Every hotel featured is visited personally by members of our team, given the Smith seal of approval, and then anonymously reviewed. As soon as our reviewers have returned from this sty-lish boutique hotel in Cornwall and unpacked their wet suits and inflatables, a full account of their breezy beachside break will be with you. In the meantime, to whet your wanderlust, here's a quick peek inside the Pig at Harlyn Bay…
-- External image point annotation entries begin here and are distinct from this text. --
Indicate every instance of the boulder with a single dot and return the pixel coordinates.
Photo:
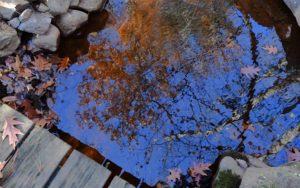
(49, 40)
(287, 176)
(294, 5)
(71, 21)
(57, 7)
(91, 5)
(9, 8)
(34, 22)
(9, 40)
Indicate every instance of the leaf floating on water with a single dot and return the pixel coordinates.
(250, 71)
(10, 131)
(271, 49)
(294, 155)
(174, 175)
(41, 64)
(64, 64)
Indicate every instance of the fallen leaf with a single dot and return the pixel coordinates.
(271, 49)
(294, 155)
(174, 175)
(44, 86)
(2, 165)
(250, 71)
(41, 64)
(199, 169)
(10, 131)
(64, 64)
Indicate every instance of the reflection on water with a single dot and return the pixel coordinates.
(161, 86)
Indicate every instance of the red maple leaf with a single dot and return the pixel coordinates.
(174, 175)
(294, 156)
(250, 71)
(10, 131)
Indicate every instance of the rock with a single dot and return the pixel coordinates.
(287, 176)
(26, 14)
(43, 8)
(14, 23)
(9, 8)
(37, 23)
(57, 7)
(294, 5)
(9, 40)
(91, 5)
(49, 40)
(71, 21)
(229, 174)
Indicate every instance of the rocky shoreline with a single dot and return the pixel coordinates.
(46, 20)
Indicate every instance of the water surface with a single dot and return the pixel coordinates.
(161, 86)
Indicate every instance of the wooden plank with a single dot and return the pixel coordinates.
(79, 172)
(120, 183)
(36, 160)
(6, 111)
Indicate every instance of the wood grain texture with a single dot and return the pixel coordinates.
(120, 183)
(36, 161)
(80, 172)
(6, 111)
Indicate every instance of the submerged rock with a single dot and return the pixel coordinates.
(71, 21)
(49, 40)
(9, 40)
(9, 8)
(294, 5)
(91, 5)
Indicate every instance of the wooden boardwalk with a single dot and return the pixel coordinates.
(43, 160)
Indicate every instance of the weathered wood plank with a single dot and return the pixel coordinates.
(37, 159)
(120, 183)
(79, 172)
(6, 111)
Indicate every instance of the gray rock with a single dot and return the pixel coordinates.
(37, 23)
(91, 5)
(49, 40)
(294, 5)
(15, 22)
(9, 8)
(26, 14)
(279, 177)
(57, 7)
(43, 8)
(9, 40)
(71, 21)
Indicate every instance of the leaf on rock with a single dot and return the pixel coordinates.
(10, 131)
(174, 175)
(250, 71)
(271, 49)
(294, 155)
(41, 64)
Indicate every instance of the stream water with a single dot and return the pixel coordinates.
(159, 85)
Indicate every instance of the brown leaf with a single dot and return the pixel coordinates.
(29, 109)
(44, 86)
(41, 64)
(64, 64)
(10, 131)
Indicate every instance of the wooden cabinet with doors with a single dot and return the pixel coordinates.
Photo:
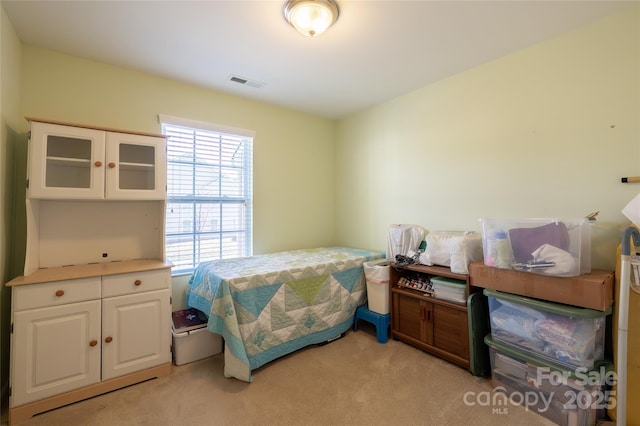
(438, 326)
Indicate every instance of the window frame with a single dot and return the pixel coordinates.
(194, 234)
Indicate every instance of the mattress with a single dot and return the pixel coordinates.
(270, 305)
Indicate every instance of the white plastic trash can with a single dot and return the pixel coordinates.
(376, 273)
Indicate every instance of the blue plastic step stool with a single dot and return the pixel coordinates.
(381, 321)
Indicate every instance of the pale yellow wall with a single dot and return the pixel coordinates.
(10, 50)
(545, 132)
(293, 152)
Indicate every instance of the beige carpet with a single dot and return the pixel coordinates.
(351, 381)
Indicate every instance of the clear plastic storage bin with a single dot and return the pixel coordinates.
(569, 336)
(549, 390)
(557, 247)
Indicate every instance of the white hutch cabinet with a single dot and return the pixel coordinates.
(92, 312)
(85, 163)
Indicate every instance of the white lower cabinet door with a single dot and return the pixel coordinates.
(136, 332)
(54, 350)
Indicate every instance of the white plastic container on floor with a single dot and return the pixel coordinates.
(376, 274)
(194, 345)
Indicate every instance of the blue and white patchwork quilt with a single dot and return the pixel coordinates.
(270, 305)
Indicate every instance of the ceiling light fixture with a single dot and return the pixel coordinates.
(311, 17)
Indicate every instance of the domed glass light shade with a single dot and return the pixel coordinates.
(311, 17)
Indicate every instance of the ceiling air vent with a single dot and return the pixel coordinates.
(246, 81)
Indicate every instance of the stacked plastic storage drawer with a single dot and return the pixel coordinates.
(551, 356)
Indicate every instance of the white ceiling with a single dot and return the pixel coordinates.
(377, 50)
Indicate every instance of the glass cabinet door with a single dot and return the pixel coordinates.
(66, 162)
(136, 167)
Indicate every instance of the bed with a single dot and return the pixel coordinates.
(270, 305)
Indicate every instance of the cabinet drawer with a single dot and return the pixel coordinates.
(55, 293)
(135, 282)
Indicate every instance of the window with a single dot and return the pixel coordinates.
(209, 192)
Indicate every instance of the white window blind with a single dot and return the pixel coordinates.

We’re not sure if fiendishly clever hotelier Robin Hutson was a fan of Charlotte’s Web as a young ‘un, but he’s spun more positive PR for pigs than Charlotte herself ever could. The Pig at Harlyn Bay is the latest in his string of porcine paradises, this time set in a divine slice of Cornish countryside, mere steps from the dunes and turquoise waters of Harlyn Bay. In keeping with the Pigs’ signature nonchalant chic, the interiors are filled with crackling leather sofas and lovingly worn wingbacks, taxidermy and heirloom trinkets, carved four-posters and standalone bath tubs – courtesy of Robin’s design-whizz wife Judy. The blooming kitchen garden and 25-mile menu are present and correct; however, the seaside setting strikes a chord here in the dark-and-stormy palette of blues and greys, and maritime artwork, one even painted in situ to evoke the right mood. And there’s more to distinguish this already very distinguished stay: garden wagons that bump glamping up a few notches, a dining room with a gloriously stuccoed ceiling, and an outdoor terrace dubbed the Lobster Shed, where a combo of lobster, thrice-cooked chips and Camel Valley pinot noir rosé brut is followed by a towering knickerbocker glory. Upmarket Padstow lies close by for fine-dining, pasties and pubs, while the northern branch of the South West Coast Path and Constantine Bay’s beaches show off Cornwall’s natural assets. But when it’s time for Piggies to come all the way home, there’ll be drinks by the fireside – say, Trevethan Gin mixed with home-grown botanicals, or Haywood Farm Cider – and a soft slumbersome bed. Some Pig? Charlotte would need a week’s worth of webbing to sing this Pig’s praises.